Only 3,000 people are diagnosed with mesothelioma each year. On average those patients live between 12 to 21 months. I was told I had just 15. If that held true for me, my daughter might get to have me as part of her life until she turned 1 or 2 years old. But that wasn’t good enough. I wanted more. My hope for the future and determination to be there for my family, especially my newborn daughter, helped me block out all of those facts that often determine a patient’s perception of how their cancer journey is going to play out. Mine would be different. It had to be.

After tough decisions on how to deal with treatments and raising my little girl, I had decided to let my parents take care of her while I headed to Boston to have my life saving operation that removed one of my lungs. My hope was to be out of the hospital in a week, return home, and be back to work in a few short months. Cam told me I should be patient and take my time to heal, but I hoped for the best. I don’t think I realized the difficult road ahead until my kidneys stopped working the way they should. I was stuck in the hospital for 18 days, and had to spend two more weeks recovering in Boston before I could fly home.

Cam had to stay in Minnesota working so we could still pay our bills and afford my treatments. Since I wasn’t strong enough to do everything on my own, especially taking care of an infant, I recovered for several months 600 miles away at my parents’ home. I grew stronger every day and my hope for truly beating this disease grew stronger too. I was able to return home to Minnesota 3 months later. Then I started chemo. These 5-6 hour sessions knocked me out. I couldn’t do much besides sleep, though I thankfully got through these sessions with hardly any setbacks.

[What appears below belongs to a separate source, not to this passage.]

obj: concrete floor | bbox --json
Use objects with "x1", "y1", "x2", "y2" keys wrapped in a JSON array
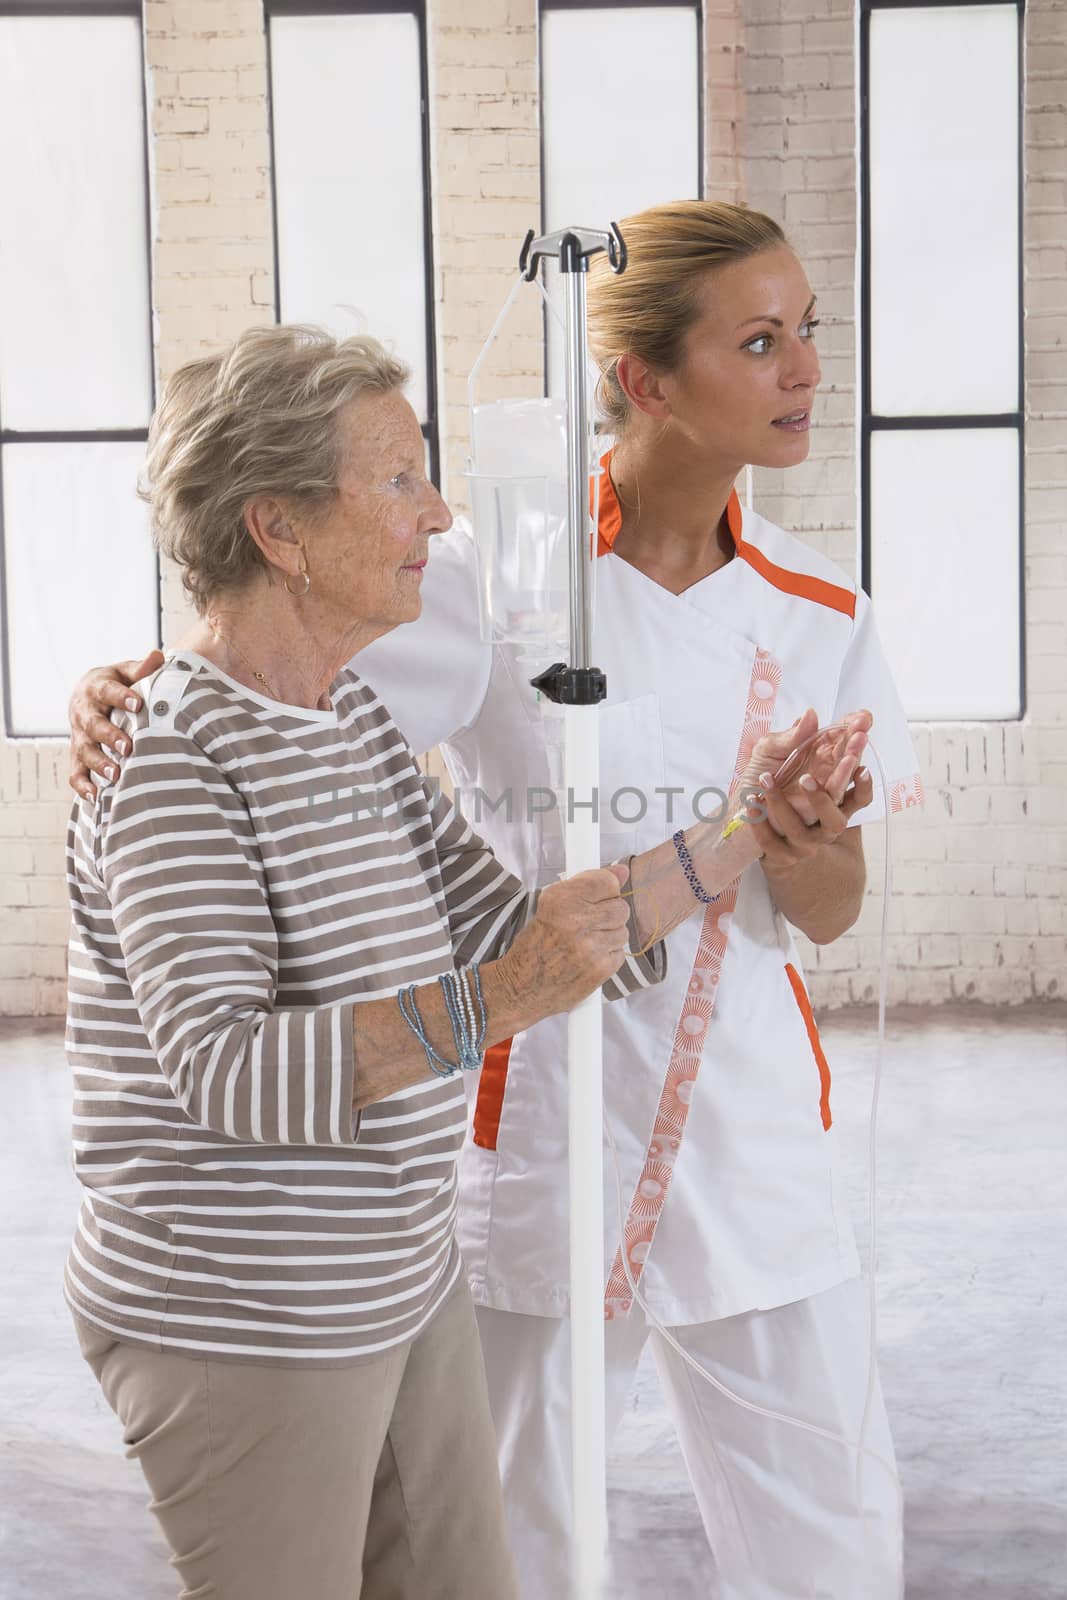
[{"x1": 0, "y1": 1007, "x2": 1064, "y2": 1599}]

When I first received my diagnosis, I hoped I would live to see Lily’s first birthday. She turned one a few weeks after I finished my last chemo session. I still had to go through radiation, but the break was very needed. Some might think of a one year old’s birthday party as being kind of silly, but it meant the world to our family. We didn’t know if we’d ever have this moment, we could only hope.

Not long after our celebration, I faced a difficult 30 days of IMRT (Intensity-modulated radiation therapy) radiation. This was the hardest part of my treatment. Radiation basically zaps any cancer left out of you, and it took a great toll on my body. By the halfway point, I didn’t know if I could go on. I lost a lot of weight, I was dehydrated, and just beyond exhausted. It took all my family’s and the medical staff’s support to really help pull me through those last days.

When it was all over, for a while I felt lost and unsure. My life had revolved around fighting this disease for a year, and now what? I didn’t have a job to return to or any idea what I wanted to do. But as I slowly started to feel better from all the side effects, I began to write about my journey. And I stopped feeling lost and unsure. I realized my journey wasn’t over. Meeting other families impacted by this disease sparked a fire. I could give them hope. I could help raise awareness for mesothelioma and the dangers of asbestos, the toxin that causes it, so others one day hopefully won’t face a similar battle.

Hope. It’s why I will continue to blog and tell patients and their families my story. I can help them hope and fight for their futures. It’s why I’ll continue to lobby in Washington with the Asbestos Disease Awareness Organization and The Environmental Working Group to ban asbestos. The hope for a future without anymore mesothelioma. Until that day, we continue fighting and raising awareness. We won’t stop until that hope is a reality.